Josef Albers Masterpiece Destroyed By MetLife Could Be Recreated
For several decades thousands of people walked by an enormous red, white and black mural created by the German-born artist and colorist Josef Albers, on their way to Grand Central Station. It was designed as a homage to New York, the city to which he immigrated in 1933. The artwork was situated in the former Pan Am Building (now the MetLife building). It was commissioned by Walter Gropius, a Bauhaus colleague and one of the building's architects and remained in-situ until the philistines at MetLife decided to rip the mural out, in order to 'create more light'. With Pan Am relegated to brand history, the new Insurance tenants felt it no longer suited their needs.

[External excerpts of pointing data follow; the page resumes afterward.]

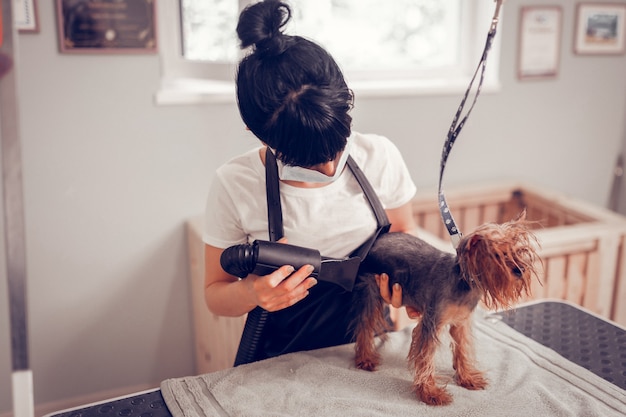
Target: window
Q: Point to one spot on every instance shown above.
(384, 47)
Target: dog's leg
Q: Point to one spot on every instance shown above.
(422, 358)
(371, 323)
(463, 356)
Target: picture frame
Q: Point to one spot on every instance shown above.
(26, 16)
(107, 26)
(600, 29)
(539, 42)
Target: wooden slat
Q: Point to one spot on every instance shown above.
(576, 277)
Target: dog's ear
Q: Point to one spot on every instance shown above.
(473, 242)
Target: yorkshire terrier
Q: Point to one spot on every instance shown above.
(494, 263)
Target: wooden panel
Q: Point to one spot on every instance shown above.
(555, 278)
(576, 277)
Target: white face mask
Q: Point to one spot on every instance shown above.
(296, 173)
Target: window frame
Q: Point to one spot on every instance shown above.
(188, 82)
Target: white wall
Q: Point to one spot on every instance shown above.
(109, 179)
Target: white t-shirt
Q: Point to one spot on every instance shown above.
(334, 219)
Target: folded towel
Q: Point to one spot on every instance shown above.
(525, 379)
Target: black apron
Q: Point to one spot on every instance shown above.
(322, 319)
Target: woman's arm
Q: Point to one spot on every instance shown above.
(227, 295)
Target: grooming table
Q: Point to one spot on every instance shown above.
(577, 335)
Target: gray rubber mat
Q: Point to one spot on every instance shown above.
(584, 339)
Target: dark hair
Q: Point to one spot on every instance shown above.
(290, 91)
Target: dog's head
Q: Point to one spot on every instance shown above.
(500, 259)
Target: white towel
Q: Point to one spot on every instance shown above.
(525, 379)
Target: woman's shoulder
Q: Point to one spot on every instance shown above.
(243, 168)
(372, 149)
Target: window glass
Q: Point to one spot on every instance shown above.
(360, 34)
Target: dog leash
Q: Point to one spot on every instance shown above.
(457, 125)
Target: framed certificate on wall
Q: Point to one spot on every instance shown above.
(106, 26)
(539, 42)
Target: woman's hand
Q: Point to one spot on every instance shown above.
(282, 288)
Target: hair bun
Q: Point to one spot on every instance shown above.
(260, 24)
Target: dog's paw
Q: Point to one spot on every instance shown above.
(433, 395)
(473, 381)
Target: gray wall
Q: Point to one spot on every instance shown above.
(109, 179)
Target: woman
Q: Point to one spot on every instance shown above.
(292, 96)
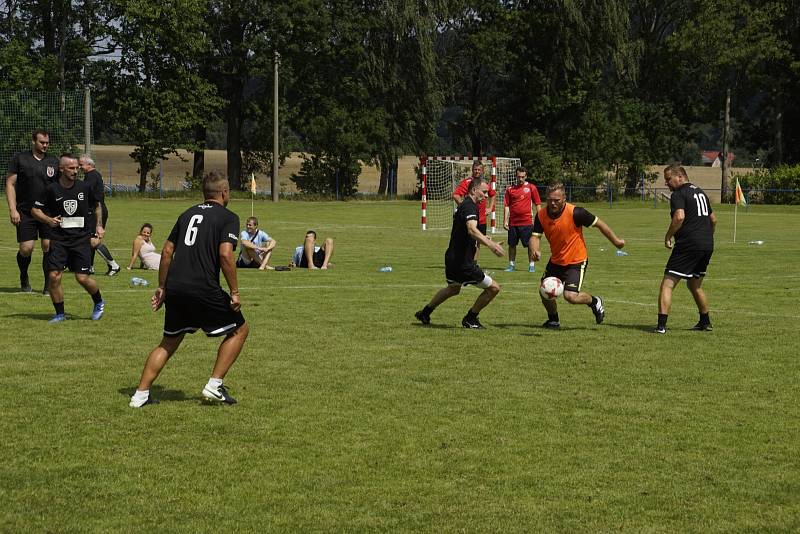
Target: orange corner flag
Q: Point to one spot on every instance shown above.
(739, 195)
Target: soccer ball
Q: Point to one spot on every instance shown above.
(551, 288)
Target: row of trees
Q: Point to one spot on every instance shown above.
(580, 86)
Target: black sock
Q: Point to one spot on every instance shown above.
(23, 263)
(105, 253)
(45, 257)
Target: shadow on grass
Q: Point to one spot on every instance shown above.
(162, 395)
(44, 316)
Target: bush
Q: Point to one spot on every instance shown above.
(771, 186)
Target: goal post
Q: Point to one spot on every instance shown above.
(440, 175)
(67, 115)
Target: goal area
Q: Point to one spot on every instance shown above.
(442, 174)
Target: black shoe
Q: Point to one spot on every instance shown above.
(598, 311)
(220, 394)
(471, 323)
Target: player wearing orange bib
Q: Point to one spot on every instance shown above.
(562, 223)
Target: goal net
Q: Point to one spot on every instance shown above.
(442, 174)
(66, 115)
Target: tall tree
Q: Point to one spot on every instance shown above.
(159, 97)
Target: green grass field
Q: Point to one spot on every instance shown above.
(352, 417)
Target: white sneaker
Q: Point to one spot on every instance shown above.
(218, 394)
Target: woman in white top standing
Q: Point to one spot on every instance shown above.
(144, 249)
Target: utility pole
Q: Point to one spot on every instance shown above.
(726, 132)
(275, 129)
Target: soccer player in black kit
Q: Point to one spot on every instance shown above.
(95, 180)
(201, 243)
(459, 260)
(63, 207)
(692, 230)
(29, 173)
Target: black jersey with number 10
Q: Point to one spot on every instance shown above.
(696, 233)
(197, 235)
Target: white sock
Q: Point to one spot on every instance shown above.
(214, 383)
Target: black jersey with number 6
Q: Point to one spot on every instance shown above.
(696, 233)
(197, 235)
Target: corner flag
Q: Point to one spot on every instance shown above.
(739, 195)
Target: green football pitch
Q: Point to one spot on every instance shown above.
(353, 417)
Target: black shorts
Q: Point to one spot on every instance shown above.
(240, 263)
(517, 234)
(688, 263)
(77, 255)
(29, 229)
(464, 274)
(571, 275)
(211, 312)
(92, 220)
(318, 258)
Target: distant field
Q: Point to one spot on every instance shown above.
(115, 162)
(354, 418)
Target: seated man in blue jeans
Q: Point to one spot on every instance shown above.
(256, 247)
(312, 256)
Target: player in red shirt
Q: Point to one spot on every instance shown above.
(461, 192)
(518, 202)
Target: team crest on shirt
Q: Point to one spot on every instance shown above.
(70, 206)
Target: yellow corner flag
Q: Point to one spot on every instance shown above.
(739, 195)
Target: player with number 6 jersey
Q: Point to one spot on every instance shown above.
(201, 244)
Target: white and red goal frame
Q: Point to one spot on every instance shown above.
(467, 161)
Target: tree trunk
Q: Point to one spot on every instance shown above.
(198, 166)
(778, 159)
(726, 171)
(383, 164)
(234, 148)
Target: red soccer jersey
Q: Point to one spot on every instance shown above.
(518, 199)
(463, 189)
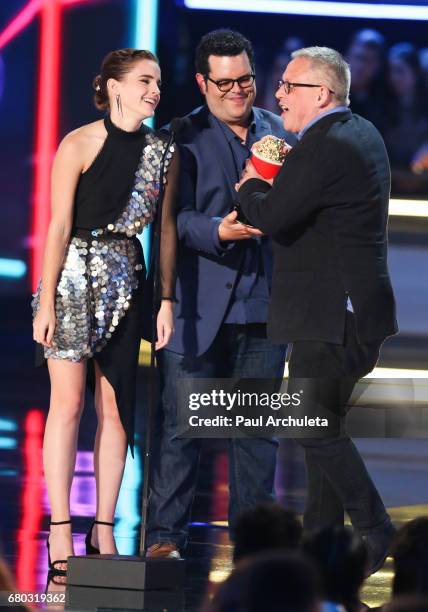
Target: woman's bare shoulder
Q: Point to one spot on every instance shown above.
(82, 142)
(87, 134)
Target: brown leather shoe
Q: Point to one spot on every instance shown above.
(163, 550)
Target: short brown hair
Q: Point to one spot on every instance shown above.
(114, 66)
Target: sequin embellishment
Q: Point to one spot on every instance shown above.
(100, 274)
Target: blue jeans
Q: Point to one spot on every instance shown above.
(237, 351)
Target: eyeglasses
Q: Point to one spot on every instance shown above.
(225, 85)
(288, 87)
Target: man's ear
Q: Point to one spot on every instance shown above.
(201, 83)
(323, 97)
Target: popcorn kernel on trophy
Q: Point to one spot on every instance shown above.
(268, 155)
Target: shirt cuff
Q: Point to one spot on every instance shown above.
(220, 247)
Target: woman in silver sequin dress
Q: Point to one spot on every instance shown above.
(88, 309)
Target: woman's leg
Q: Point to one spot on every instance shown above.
(60, 447)
(109, 461)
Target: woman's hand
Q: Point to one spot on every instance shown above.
(44, 325)
(164, 324)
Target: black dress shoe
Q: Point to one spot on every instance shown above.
(378, 545)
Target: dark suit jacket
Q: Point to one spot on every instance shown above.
(327, 212)
(206, 273)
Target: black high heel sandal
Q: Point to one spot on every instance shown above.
(90, 548)
(55, 571)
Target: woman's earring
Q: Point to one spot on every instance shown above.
(119, 105)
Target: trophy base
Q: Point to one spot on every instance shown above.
(241, 218)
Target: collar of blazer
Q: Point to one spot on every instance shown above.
(325, 122)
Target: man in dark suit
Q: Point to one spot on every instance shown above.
(331, 297)
(223, 290)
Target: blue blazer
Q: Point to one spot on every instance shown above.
(206, 271)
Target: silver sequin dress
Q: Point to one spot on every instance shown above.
(100, 298)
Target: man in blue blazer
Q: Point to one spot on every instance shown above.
(223, 289)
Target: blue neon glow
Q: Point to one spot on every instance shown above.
(8, 425)
(128, 511)
(145, 36)
(12, 268)
(323, 8)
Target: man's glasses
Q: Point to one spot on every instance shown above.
(288, 87)
(225, 85)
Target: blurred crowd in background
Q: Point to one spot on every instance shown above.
(390, 88)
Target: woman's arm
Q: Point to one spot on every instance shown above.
(168, 254)
(67, 167)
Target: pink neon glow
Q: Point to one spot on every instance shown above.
(25, 17)
(46, 129)
(47, 117)
(19, 22)
(31, 501)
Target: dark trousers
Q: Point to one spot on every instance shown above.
(240, 351)
(337, 477)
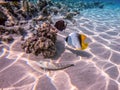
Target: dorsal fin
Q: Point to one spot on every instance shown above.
(82, 42)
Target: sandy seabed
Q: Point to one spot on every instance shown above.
(96, 68)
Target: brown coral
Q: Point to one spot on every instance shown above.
(43, 42)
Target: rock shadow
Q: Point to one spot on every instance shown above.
(80, 53)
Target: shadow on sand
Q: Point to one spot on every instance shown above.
(60, 49)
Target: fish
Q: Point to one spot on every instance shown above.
(53, 66)
(61, 25)
(76, 41)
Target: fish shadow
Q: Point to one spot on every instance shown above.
(80, 53)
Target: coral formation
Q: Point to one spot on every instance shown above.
(42, 42)
(60, 25)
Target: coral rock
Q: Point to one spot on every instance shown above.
(43, 42)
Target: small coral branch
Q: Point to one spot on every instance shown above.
(43, 42)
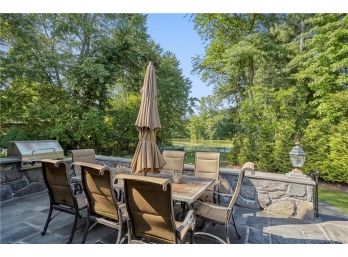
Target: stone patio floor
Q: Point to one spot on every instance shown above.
(22, 219)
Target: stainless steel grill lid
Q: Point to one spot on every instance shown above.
(35, 150)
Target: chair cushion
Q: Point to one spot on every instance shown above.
(212, 211)
(81, 201)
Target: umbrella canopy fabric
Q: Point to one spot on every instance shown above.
(147, 156)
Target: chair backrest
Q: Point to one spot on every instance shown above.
(98, 186)
(150, 207)
(56, 177)
(247, 166)
(82, 155)
(207, 165)
(174, 160)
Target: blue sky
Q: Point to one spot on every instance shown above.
(175, 33)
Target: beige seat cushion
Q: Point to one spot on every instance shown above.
(212, 211)
(81, 201)
(174, 160)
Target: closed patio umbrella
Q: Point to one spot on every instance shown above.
(147, 157)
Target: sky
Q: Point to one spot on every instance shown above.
(175, 33)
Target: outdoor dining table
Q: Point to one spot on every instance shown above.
(188, 190)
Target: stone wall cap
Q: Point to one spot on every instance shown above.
(258, 174)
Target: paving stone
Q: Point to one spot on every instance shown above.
(48, 238)
(286, 234)
(257, 222)
(16, 232)
(257, 236)
(98, 232)
(314, 234)
(336, 233)
(23, 218)
(5, 192)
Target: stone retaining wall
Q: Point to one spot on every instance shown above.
(276, 193)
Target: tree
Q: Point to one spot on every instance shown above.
(281, 74)
(77, 77)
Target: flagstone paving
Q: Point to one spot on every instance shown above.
(22, 219)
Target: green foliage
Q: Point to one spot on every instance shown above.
(278, 74)
(14, 133)
(334, 197)
(77, 78)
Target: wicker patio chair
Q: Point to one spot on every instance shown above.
(102, 205)
(56, 177)
(150, 209)
(214, 213)
(174, 161)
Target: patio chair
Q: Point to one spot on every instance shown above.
(150, 208)
(174, 161)
(219, 214)
(62, 198)
(207, 165)
(102, 205)
(81, 155)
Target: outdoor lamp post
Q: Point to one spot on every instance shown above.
(297, 157)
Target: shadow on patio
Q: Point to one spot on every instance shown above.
(22, 219)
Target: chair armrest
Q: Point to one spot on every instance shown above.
(213, 206)
(189, 220)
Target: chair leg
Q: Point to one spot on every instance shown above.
(129, 228)
(47, 221)
(119, 234)
(86, 230)
(235, 227)
(74, 228)
(227, 233)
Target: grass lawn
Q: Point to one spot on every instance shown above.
(336, 198)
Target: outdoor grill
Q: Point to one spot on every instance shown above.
(30, 153)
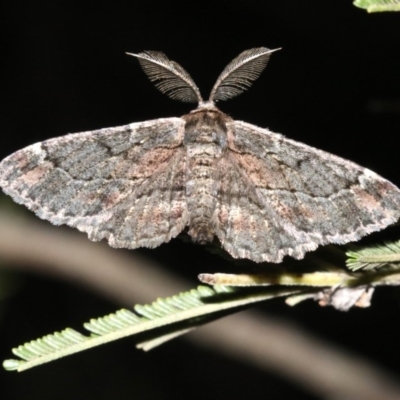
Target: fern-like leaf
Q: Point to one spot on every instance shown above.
(373, 257)
(194, 308)
(169, 77)
(240, 73)
(378, 5)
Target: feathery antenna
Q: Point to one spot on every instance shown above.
(240, 73)
(169, 77)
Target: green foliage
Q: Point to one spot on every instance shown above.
(193, 308)
(373, 257)
(378, 5)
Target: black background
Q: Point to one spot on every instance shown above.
(334, 85)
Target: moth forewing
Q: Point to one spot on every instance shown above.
(263, 196)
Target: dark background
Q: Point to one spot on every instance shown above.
(335, 85)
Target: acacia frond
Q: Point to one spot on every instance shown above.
(378, 5)
(373, 257)
(194, 308)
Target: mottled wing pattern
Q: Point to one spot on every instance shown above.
(125, 184)
(279, 197)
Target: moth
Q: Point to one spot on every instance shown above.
(262, 195)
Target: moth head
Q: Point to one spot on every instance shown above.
(170, 78)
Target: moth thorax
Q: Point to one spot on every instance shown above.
(202, 232)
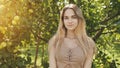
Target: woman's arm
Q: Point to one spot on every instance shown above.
(51, 49)
(91, 52)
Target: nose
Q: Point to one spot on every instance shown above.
(70, 21)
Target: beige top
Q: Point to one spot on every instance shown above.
(70, 56)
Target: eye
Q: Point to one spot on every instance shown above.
(74, 16)
(65, 17)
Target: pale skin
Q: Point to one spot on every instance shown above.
(70, 22)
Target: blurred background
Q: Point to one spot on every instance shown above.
(27, 25)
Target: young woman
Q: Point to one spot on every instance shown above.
(70, 47)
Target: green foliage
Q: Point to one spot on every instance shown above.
(26, 24)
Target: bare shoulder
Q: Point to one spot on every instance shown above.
(92, 44)
(51, 42)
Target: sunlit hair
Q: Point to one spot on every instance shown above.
(80, 31)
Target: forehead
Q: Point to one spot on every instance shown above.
(69, 12)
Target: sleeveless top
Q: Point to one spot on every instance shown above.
(70, 57)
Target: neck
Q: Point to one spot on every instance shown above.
(70, 34)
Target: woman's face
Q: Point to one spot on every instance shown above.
(70, 19)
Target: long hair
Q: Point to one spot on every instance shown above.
(80, 31)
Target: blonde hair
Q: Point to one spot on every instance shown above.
(80, 32)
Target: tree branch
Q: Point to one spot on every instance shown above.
(98, 34)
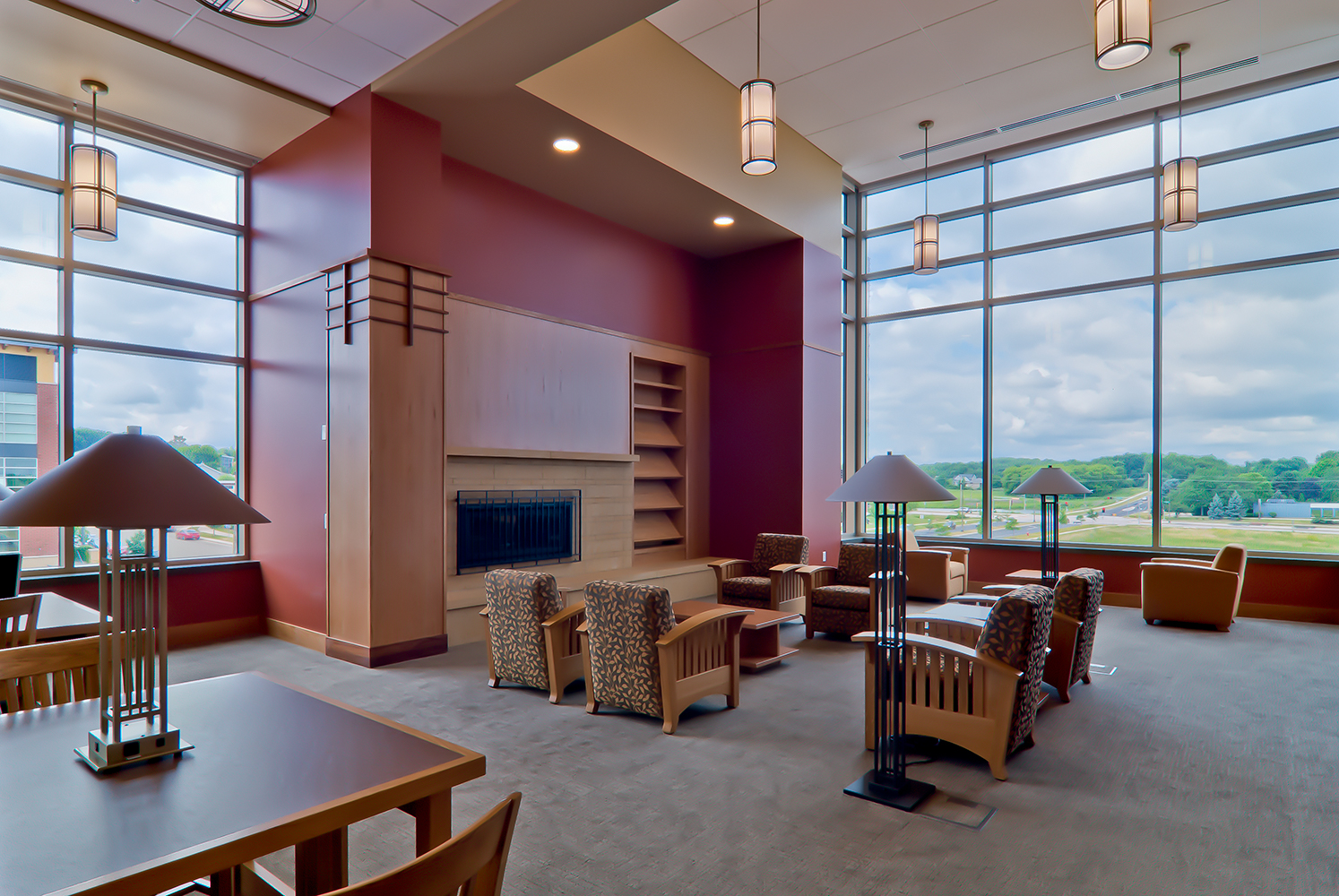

Now it has been reported that the iconic mural could again be on display in New York City, 15 years after it was relegated to an Ohio scrapheap. The World Trade Center Transit Hub is one place under consideration, according to TAN. Nicholas Fox Weber, executive director of the Josef and Anni Albers Foundation,has said "The idea of re-creating the Albers mural in New York is very much alive, with various discussions under way, but there are no definitive plans as of the moment."
In 1963 Walter Gropius who designed the Pan Am Building with Emery Roth & Sons and Pietro Belluschi, commissioned Albers to make a mural. The 55-foot-wide and 28-foot-tall, formed with black, red, and white squares. The artist reworked City, a sandblasted glass construction that he had designed in 1929 at the Bauhaus, and renamed it Manhattan. The giant abstract mural was installed in the lobby of the building but removed nearly 30 years later during a redesign in 2000. Before his death in 1976, Albers left exact specifications of the work, so it could easily be replicated. It has been confirmed that the original, except for one panel was destroyed by MetLife the current occupants of the building.